The buffalo meat, however, is the great staple and “staff of life” in this country, and seldom (if ever) fails to afford them an abundant and wholesome means of subsistence. There are, from a fair computation, something like 250,000 Indians in these western regions, who live almost exclusively on the flesh of these animals, through every part of the year. During the summer and fall months they use the meat fresh, and cook it in a great variety of ways, by roasting, broiling, boiling, stewing, smoking, etc.; and by boiling the ribs and joints with the marrow in them, make a delicious soup, which is universally used, and in vast quantities. The Mandans, I find, have no regular or stated times for their meals, but generally eat about twice in the twenty-four hours. The pot is always boiling over the fire, and any one who is hungry (either of the household or from any other part of the village) has a right to order it taken off, and to fall to eating as he pleases. Such is an unvarying custom amongst the North American Indians, and I very much doubt, whether the civilised world have in their institutions any system which can properly be called more humane and charitable.

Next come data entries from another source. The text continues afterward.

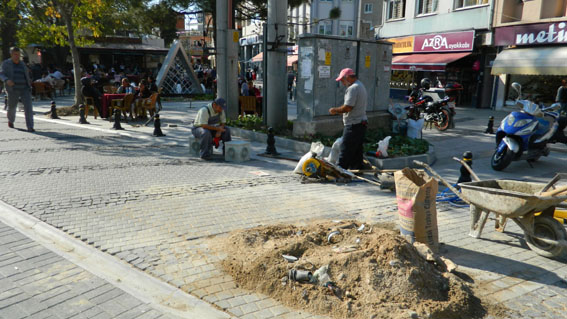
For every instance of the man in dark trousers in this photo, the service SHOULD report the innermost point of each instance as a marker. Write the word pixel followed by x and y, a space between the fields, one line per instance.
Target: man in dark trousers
pixel 562 97
pixel 210 126
pixel 16 77
pixel 354 120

Every many, woman, or child in Indian communities is allowed to enter any one’s lodge, and even that of the chief of the nation, and eat when they are hungry, provided misfortune or necessity has driven them to it. Even so can the poorest and most worthless drone of the nation; if he is too lazy to hunt or to supply himself, he can walk into any lodge, and any one will share with him as long as there is anything to eat. He, however, who thus begs when he is able to hunt, pays dead for his meat, for he is stigmatised with the disgraceful epithet of a poltroon and a beggar.